Mit der 01019 Telefondienste GmbH habe ich bzw. die Firma, in der ich arbeite, auch bereits Erfahrungen gesammelt. Diese haben im Juni d. J. meinem Arbeitgeber eine Mahnung für Beträge aus dem Vorjahr für Freenet-Interneteinwahlen berechnet. Diese berechtigten Forderungen hatten wir jedoch seinerzeit – wie eigentlich üblich - über die Telekom-Rechnungen beglichen. Daraufhin haben wir uns mit einer Telekom-Sachbearbeiterin unterhalten, die uns nach ihren eigenen Recherchen die Weiterleitung der angemahnten Summen an Freenet bestätigt. Dieses teilten wir dann auch der 01019 Telefondienste GmbH schriftlich mit. Als diese Firma dann einen Monat später noch mal die Beträge anmahnte, haben wir noch einmal auf unser erstes Schreiben hingewiesen, denen noch mal die Telefonnummer und den Namen der Telekom-Sachbearbeiterin mitgeteilt und gesagt, dass der Fall für uns erledigt wäre und sie sich bitte direkt an die Telekom wenden sollten. Seitdem (nach ca. 3 ½ Monaten) haben wir nichts mehr von der Sache gehört. Ob da jetzt bewußt falsch gemahnt wurde, um den Betroffenen doppelt Geld aus der Tasche zu ziehen, kann ich jetzt nicht beurteilen. Aber möglich wär es vielleicht schon, weil es doch schon einige Leute betrifft, wie man hier hört.

Schönen Gruß!

Thomas


----------



## Anonymous (4 November 2003)

Kann es sein, dass diese _01019 Telefondienste GmbH_ etwas mit der Umfirmierung von _Mobilcom_ zu _Freenet_ zu tun hat und dass da Unregelmäßigkeiten bei der Abrechnung von call-by-call-Gesprächen wegen den Umstellungen u. U. versehentlich auftreten?


----------



## Counselor (4 November 2003)

anna schrieb:
			
		

> Kann es sein, dass diese _01019 Telefondienste GmbH_ etwas mit der Umfirmierung von _Mobilcom_ zu _Freenet_ zu tun hat und dass da Unregelmäßigkeiten bei der Abrechnung von call-by-call-Gesprächen wegen den Umstellungen u. U. versehentlich auftreten?

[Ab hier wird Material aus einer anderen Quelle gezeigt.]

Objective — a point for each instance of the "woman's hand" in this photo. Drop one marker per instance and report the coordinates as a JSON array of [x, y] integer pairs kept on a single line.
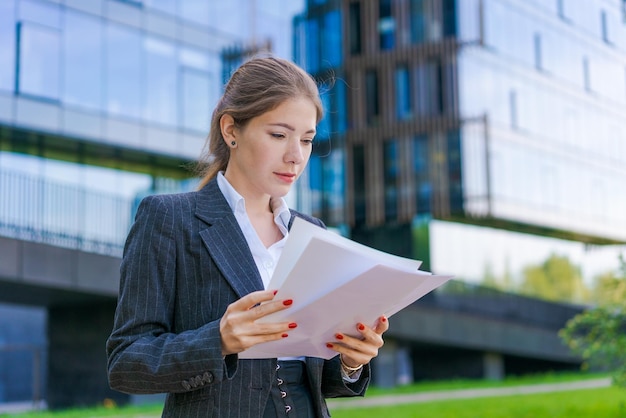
[[238, 326], [357, 351]]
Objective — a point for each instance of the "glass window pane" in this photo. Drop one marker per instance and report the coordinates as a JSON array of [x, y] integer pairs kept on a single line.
[[355, 28], [312, 46], [331, 43], [386, 25], [161, 67], [358, 179], [391, 167], [167, 6], [7, 52], [421, 169], [371, 97], [195, 10], [82, 74], [39, 60], [123, 64], [403, 94], [44, 13], [196, 100]]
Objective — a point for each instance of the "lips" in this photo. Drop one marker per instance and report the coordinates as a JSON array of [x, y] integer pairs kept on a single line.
[[286, 177]]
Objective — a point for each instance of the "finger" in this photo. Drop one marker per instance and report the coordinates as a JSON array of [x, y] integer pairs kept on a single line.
[[252, 299], [267, 308], [382, 325]]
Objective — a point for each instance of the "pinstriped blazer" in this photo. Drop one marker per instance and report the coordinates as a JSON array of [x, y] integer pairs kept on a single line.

So ist es. Teltarif hat darüber ausführlich berichtet. Die 01019 Telefondienste arbeitet die ganzen Altlasten der Mobilcom auf. Da befinden sich sicher auch haufenweise falsche Buchungen darunter, die den Endkunden jetzt berechnet werden.

Counselor


----------



## Anonymous (4 November 2003)

Counselor schrieb:
			
		

> Da befinden sich sicher auch haufenweise falsche Buchungen....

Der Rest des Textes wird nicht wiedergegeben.